The unit of information is the 'bit'. If you have an interpretable model of your data you can simulate an experiment. You then define an objective for the experiment. Most of the time you'll define the success of the experiment in terms of information gain, which is the number of bits of information you learned from the experiment. You can add additional parameters to your optimization objective. If experiments have variable monetary cost, then you can define your experiment objective in terms of bits of information divided by cost. Now you can choose experiments to optimize your learning per dollar spent.

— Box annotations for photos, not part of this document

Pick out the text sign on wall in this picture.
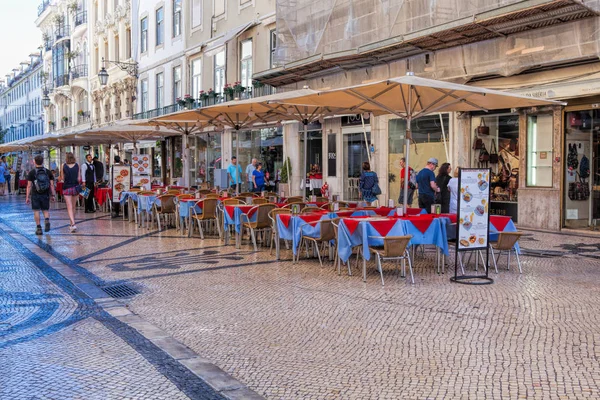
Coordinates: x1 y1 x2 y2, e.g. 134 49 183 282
456 168 491 251
327 133 337 176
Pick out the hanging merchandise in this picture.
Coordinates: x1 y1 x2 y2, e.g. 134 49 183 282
477 118 490 135
579 154 590 179
490 139 498 164
567 143 579 169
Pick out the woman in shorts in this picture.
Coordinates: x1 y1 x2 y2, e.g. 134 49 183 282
59 153 81 232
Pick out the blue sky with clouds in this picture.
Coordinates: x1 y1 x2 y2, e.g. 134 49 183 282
0 0 42 79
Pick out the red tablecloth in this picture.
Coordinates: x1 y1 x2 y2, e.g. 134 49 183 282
95 187 112 206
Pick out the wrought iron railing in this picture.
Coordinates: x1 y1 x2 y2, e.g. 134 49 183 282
75 11 87 26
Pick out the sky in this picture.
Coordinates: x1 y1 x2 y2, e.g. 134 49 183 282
0 0 42 79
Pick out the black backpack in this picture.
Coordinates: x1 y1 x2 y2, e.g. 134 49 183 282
33 168 50 194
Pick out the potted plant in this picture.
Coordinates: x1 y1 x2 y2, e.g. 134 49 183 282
279 157 292 196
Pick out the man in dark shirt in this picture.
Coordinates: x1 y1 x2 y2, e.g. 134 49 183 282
417 157 439 213
25 155 54 235
94 156 104 183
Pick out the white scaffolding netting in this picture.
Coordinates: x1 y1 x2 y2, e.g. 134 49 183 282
275 0 600 80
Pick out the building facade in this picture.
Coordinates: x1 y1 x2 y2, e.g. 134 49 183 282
254 0 600 230
0 52 44 142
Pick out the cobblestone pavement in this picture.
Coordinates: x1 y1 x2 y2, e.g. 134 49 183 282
0 199 600 399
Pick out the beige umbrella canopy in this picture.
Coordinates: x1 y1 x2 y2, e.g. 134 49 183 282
270 72 565 210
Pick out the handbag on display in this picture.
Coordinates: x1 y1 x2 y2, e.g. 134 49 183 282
477 118 490 135
490 139 498 164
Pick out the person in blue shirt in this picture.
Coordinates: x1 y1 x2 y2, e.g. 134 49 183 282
417 157 440 213
227 156 242 191
252 163 265 193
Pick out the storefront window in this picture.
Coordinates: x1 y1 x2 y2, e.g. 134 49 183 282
471 114 519 221
527 115 554 187
231 128 283 190
190 133 221 187
386 114 450 206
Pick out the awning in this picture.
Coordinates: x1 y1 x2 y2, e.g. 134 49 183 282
204 21 256 57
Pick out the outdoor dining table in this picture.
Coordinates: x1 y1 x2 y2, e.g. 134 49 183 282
338 214 449 280
94 188 112 212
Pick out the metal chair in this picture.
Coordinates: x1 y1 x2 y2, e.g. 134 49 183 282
152 194 177 231
296 218 339 267
490 232 523 274
188 199 221 239
363 235 415 286
240 203 277 251
269 208 292 255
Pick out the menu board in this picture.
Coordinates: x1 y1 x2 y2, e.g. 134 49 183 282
111 165 131 202
457 168 491 251
131 175 151 190
131 154 152 175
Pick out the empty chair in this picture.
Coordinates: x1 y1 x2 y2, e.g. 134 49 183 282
269 208 292 254
490 232 523 274
189 199 221 239
240 203 277 251
363 235 415 286
152 194 176 231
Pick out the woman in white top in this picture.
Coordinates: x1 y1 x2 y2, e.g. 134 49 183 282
448 167 458 214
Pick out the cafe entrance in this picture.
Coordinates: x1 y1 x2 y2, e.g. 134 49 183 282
563 106 600 229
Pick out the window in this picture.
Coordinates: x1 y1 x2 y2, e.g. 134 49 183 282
191 58 202 98
156 73 165 108
140 17 148 53
213 0 225 17
142 79 148 112
270 29 277 68
240 39 252 87
527 114 554 187
190 0 202 28
173 67 181 103
173 0 181 37
156 7 165 46
214 49 225 93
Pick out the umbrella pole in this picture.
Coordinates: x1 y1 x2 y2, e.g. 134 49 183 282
235 129 241 194
302 121 310 197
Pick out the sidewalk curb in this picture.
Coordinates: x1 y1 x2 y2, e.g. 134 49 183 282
0 222 264 400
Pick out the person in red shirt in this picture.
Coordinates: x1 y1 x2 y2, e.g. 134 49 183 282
398 157 415 207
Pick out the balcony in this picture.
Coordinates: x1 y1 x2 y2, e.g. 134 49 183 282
75 11 87 27
133 85 275 119
54 25 71 42
71 64 88 79
38 0 50 17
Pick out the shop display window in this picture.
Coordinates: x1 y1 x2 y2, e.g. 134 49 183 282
471 114 520 206
527 114 554 187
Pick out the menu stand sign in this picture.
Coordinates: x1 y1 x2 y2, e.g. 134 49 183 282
450 168 494 285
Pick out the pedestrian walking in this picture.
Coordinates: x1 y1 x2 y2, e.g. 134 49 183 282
25 155 55 235
246 158 257 192
59 153 81 232
81 154 96 214
359 161 381 203
93 156 104 184
398 157 417 207
448 167 458 214
227 156 242 192
435 163 452 214
417 157 440 213
252 163 265 193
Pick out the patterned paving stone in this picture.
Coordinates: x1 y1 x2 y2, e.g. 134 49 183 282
0 195 600 399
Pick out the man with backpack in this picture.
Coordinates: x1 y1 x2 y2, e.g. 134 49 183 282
25 155 55 235
398 157 417 207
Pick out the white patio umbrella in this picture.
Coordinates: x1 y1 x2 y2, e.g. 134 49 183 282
270 72 565 211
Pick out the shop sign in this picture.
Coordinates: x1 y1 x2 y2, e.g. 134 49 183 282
342 114 371 126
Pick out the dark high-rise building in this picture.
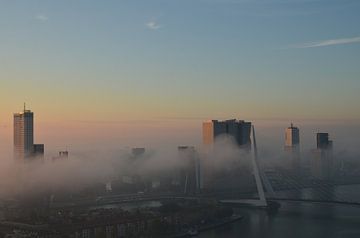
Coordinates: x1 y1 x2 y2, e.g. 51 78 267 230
203 119 251 147
14 104 44 160
285 123 300 148
52 151 69 161
316 133 332 149
285 123 301 173
311 133 335 180
14 105 34 160
178 146 201 193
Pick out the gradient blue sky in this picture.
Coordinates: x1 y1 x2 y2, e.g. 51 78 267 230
0 0 360 152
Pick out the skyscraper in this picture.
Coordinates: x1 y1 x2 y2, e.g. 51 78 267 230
311 133 335 180
203 119 251 147
14 105 34 159
14 104 44 160
316 133 332 149
285 123 300 148
285 123 301 174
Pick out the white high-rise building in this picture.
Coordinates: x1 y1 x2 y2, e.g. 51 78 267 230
14 106 34 159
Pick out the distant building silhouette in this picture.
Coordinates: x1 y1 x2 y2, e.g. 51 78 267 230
311 133 334 180
14 105 34 159
32 144 45 158
316 133 332 149
178 146 201 193
14 104 44 160
285 123 301 173
203 119 251 147
52 151 69 161
285 123 300 148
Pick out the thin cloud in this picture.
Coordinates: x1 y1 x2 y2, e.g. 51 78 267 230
287 36 360 49
145 20 162 30
35 15 49 21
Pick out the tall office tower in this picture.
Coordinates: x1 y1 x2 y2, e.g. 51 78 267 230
285 123 301 173
285 123 300 148
178 146 201 193
316 133 332 149
203 119 251 148
52 150 69 161
311 133 334 180
14 105 34 159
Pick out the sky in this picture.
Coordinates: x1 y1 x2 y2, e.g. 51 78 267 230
0 0 360 154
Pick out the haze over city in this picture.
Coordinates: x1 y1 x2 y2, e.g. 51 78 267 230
0 0 360 238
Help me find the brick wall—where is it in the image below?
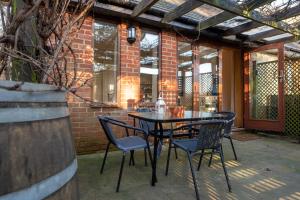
[68,17,177,154]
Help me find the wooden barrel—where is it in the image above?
[0,81,79,200]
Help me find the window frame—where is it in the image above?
[91,18,121,108]
[139,26,162,103]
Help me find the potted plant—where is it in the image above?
[0,0,94,200]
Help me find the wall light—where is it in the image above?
[127,25,136,44]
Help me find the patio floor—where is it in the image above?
[78,132,300,200]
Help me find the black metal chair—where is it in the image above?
[98,116,152,192]
[208,112,237,167]
[166,120,231,199]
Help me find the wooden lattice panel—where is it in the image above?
[284,59,300,136]
[199,73,213,96]
[182,76,193,110]
[252,61,278,120]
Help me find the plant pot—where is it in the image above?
[0,81,79,200]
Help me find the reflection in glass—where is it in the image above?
[177,42,193,110]
[93,21,118,103]
[199,46,219,112]
[249,49,278,120]
[140,30,159,102]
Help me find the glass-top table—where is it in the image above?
[128,111,226,186]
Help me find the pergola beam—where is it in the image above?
[131,0,158,17]
[246,29,284,42]
[270,4,300,21]
[243,0,275,10]
[265,36,298,44]
[198,0,300,36]
[197,11,235,31]
[222,21,262,36]
[162,0,204,23]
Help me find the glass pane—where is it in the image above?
[140,30,159,102]
[249,49,278,120]
[199,46,219,112]
[177,42,193,110]
[93,22,118,103]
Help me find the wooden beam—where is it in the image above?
[269,4,300,21]
[94,2,196,31]
[162,0,203,23]
[246,29,284,42]
[197,11,235,31]
[265,36,299,44]
[198,0,300,36]
[131,0,158,17]
[222,21,262,36]
[242,0,275,10]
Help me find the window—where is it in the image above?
[199,46,219,112]
[140,30,159,102]
[93,21,118,103]
[177,42,193,110]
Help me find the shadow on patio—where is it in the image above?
[78,133,300,200]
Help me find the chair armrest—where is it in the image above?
[105,117,126,124]
[108,118,148,138]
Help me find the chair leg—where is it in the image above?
[165,139,172,176]
[174,147,178,160]
[208,149,215,167]
[116,152,126,192]
[144,148,148,166]
[129,150,135,166]
[187,152,200,200]
[197,149,204,171]
[147,142,153,168]
[100,143,110,174]
[219,148,231,192]
[228,136,237,160]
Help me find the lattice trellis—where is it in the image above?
[181,76,193,110]
[284,59,300,136]
[199,73,213,96]
[199,72,219,111]
[251,61,278,120]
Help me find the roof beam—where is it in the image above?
[268,4,300,21]
[162,0,204,23]
[242,0,274,10]
[198,0,300,37]
[131,0,158,17]
[265,36,298,44]
[246,29,284,42]
[222,21,262,36]
[197,11,235,31]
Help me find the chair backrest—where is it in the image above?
[196,120,226,150]
[98,116,117,145]
[219,112,235,135]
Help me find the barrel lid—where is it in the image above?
[0,80,65,92]
[0,81,66,102]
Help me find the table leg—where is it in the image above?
[133,118,136,135]
[151,122,158,186]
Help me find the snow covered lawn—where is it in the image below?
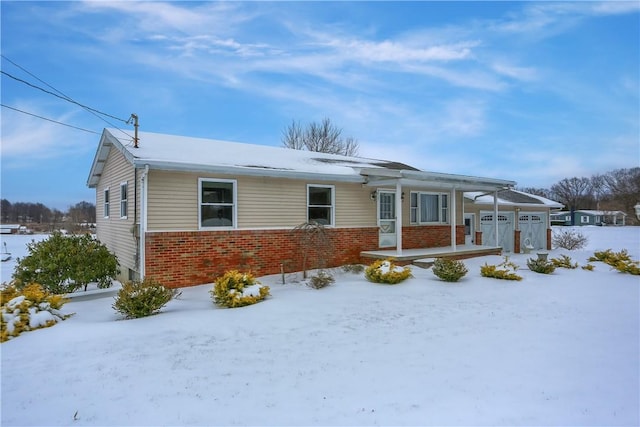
[0,227,640,426]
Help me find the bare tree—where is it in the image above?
[551,177,593,216]
[282,118,359,156]
[603,167,640,216]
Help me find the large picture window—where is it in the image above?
[199,178,236,228]
[411,192,449,224]
[307,185,335,225]
[120,182,129,218]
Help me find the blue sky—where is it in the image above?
[0,1,640,210]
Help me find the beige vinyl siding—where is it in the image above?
[147,171,376,231]
[96,149,139,280]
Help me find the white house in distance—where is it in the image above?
[87,129,516,287]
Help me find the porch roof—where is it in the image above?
[360,168,516,191]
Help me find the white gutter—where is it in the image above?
[133,159,364,184]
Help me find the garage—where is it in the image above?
[480,211,514,252]
[518,212,547,249]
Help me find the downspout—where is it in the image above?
[449,187,458,252]
[140,165,149,280]
[493,191,499,247]
[396,180,402,256]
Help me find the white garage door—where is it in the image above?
[480,212,514,252]
[518,212,547,249]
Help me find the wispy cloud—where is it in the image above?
[1,102,97,168]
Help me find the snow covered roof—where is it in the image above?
[575,209,627,216]
[464,189,564,208]
[87,129,515,190]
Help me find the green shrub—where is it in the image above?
[13,232,119,294]
[364,260,412,285]
[589,249,640,276]
[551,255,578,269]
[527,258,556,274]
[112,277,177,319]
[0,283,70,342]
[431,258,469,282]
[308,270,336,289]
[210,270,270,308]
[480,256,522,280]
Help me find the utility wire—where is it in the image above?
[0,70,127,123]
[0,104,100,135]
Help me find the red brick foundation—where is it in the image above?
[145,225,464,288]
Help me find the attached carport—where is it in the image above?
[360,168,516,257]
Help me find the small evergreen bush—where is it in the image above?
[112,277,177,319]
[308,270,336,289]
[13,231,119,294]
[527,258,556,274]
[431,258,469,282]
[210,270,270,308]
[364,260,412,285]
[551,229,589,251]
[480,256,522,280]
[551,255,578,269]
[0,283,71,342]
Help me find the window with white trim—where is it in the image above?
[410,192,449,224]
[307,185,335,225]
[102,187,109,218]
[198,178,236,228]
[120,181,129,219]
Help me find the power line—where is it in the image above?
[0,70,127,123]
[0,54,135,139]
[0,104,100,135]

Just because modern AI is largely unacceptable for science, that doesn't mean that there's no way to make value from AI in science. We can avoid taking resources away from product development by training the scientist we already have in interpretable AI techniques. We can limit the cost of and time burden of training by focusing on a small set of flexible and effective models. And we can get more out of our data and experiments by using these models to predict the information gain and cost of our experiments.
- Most modern AI are data hungry, uninterpretable, hide their knowledge, and are difficult to use making them ineffective in science.
- Science organizations will get more out of analytics by training their domain experts in model building since they're the people who know the most about the problem.
- To reduce the effort of training, focus on classes of probabilistic models that scientists have some exposure to.
- Use models that can be interpreted as they are without need for addition translation. This allows easier communication between scientist and stakeholders, and permits broad input and diverse ideas.
- AI learn from the data they're given so they need to right data to learn from.
- An interpretable AI model can simulate experiments, which allows users to determine which experiments optimize the learning/cost ratio.